MPI_ALLREDUCE within FESOM2:

    call MPI_AllREDUCE(shortwave_local, shortwave_global,  2, MPI_DOUBLE_PRECISION, MPI_SUM, MPI_COMM_FESOM, MPIerr)


MPL_ALLREDUCE within OpenIFS:

    CALL MPL_ALLREDUCE(shortwave_local,'SUM',ldreprod=.FALSE.,CDSTRING='AWICOUPLING:')


I use the function as it is used in many other places within OpenIFS. Does it work only for 1-d variables and returns in the input variable? Did I misunderstand something here?

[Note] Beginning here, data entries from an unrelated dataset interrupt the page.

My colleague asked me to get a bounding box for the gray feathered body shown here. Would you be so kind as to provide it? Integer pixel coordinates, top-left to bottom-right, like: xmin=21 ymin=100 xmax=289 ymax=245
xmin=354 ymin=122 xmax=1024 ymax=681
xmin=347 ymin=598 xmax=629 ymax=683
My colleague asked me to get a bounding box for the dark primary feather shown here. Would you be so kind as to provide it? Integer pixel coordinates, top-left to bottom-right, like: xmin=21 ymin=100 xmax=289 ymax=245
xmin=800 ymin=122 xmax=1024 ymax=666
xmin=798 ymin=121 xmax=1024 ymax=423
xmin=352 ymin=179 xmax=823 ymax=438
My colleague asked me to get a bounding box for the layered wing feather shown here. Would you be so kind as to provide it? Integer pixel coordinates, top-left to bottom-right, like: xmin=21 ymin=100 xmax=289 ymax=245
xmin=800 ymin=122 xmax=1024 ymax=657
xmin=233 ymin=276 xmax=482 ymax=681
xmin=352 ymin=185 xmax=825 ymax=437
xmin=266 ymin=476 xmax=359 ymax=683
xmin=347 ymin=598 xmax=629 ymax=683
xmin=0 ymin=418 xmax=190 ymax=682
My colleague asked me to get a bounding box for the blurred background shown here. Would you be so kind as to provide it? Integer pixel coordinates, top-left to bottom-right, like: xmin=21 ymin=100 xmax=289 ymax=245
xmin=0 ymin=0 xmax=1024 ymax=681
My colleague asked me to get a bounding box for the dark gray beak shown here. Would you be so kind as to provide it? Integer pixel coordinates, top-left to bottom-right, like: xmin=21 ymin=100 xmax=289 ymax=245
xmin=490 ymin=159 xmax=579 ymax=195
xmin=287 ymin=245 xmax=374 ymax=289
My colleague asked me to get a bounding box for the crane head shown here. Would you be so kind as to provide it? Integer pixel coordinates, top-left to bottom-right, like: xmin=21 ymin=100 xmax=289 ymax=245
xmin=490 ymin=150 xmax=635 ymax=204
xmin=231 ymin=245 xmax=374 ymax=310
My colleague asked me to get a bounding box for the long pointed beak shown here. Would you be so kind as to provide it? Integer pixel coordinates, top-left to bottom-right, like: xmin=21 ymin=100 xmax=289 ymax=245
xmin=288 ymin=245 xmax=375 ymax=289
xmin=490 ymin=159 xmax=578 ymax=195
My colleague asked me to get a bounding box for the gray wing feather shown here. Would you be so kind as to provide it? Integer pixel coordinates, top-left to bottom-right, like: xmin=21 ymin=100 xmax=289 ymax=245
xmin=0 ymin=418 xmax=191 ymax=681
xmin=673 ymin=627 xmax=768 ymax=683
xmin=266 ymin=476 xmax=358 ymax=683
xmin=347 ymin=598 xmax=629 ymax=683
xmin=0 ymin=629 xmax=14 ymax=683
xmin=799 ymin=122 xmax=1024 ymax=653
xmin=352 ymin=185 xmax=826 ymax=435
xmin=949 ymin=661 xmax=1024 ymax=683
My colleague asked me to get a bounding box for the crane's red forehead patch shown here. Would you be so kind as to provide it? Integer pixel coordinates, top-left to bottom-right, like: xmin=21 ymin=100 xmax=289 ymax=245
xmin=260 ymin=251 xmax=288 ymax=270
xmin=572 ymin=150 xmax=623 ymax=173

I'll be using normal MPI_ALLREDUCE for now but I'd still like to learn.


Cheers,

Jan

3 Comments

  1. Hi Jan,

    It looks like the result ofthe required operation ('SUM', 'MAX', etc) is copied to the input buffer before subroutine exit.  In mpl_allreduce_mod.F90, looking at MPL_ALLREDUCE_REAL8(PSENDBUF, CDOPER,....), the call to MPI_ALLREDUCE is:

    414   CALL MPI_ALLREDUCE(PSENDBUF,ZRECVBUF,ISENDCOUNT,INT(MPI_REAL8), &
    415                   &  IOPER,ICOMM,IERROR)

    I'm ignoring the reproducible part of the IF/THEN/ELSE clause for simplicity

    Then right before the END SUBROUTINE statement:

    433 PSENDBUF(:) = ZRECVBUF(:)
    434 
    435 END SUBROUTINE MPL_ALLREDUCE_REA

    PSENDBUF is declared INTENT(INOUT), so the result should be returned in the input, i.e. in 'shortwave_local' in your case. The other overloaded versions do the same.

    Does that answer your question?

    Cheers,   Glenn


  2. Yes, thank you!

    I did end up getting MPL_ALLREDUCE to work as I need it. All I had to do was create local sums and then use MPL to add those up instead of sending in the whole arrays. I'm not very experienced with MPI communication and actually thought MPI_ALLREDUCE would do both summation steps in one go. I thought I could send local arrays in and get one global sum out. Confusion resolved.

    Cheers, Jan



  3. Ah ok. I understand the confusion.

    One point to bear in mind is reproducibility of the global sum. Unless you force the summation between MPI tasks to happen in a certain order, you cannot be sure of reproducibility. In the MPL_ALLREDUCE code module you'll see there is a parameter that will allow you to control how the calculation is done. If reproducibility is desired then MPL_ALLREDUCE actually uses a set of SEND/RECV calls to force the order of summation.   Likewise for local sums, it's better to sort first and then sum from the smallest value to the largest to control rounding.  You may know this already but I thought I'd mention it for completeness.

    Cheers,  Glenn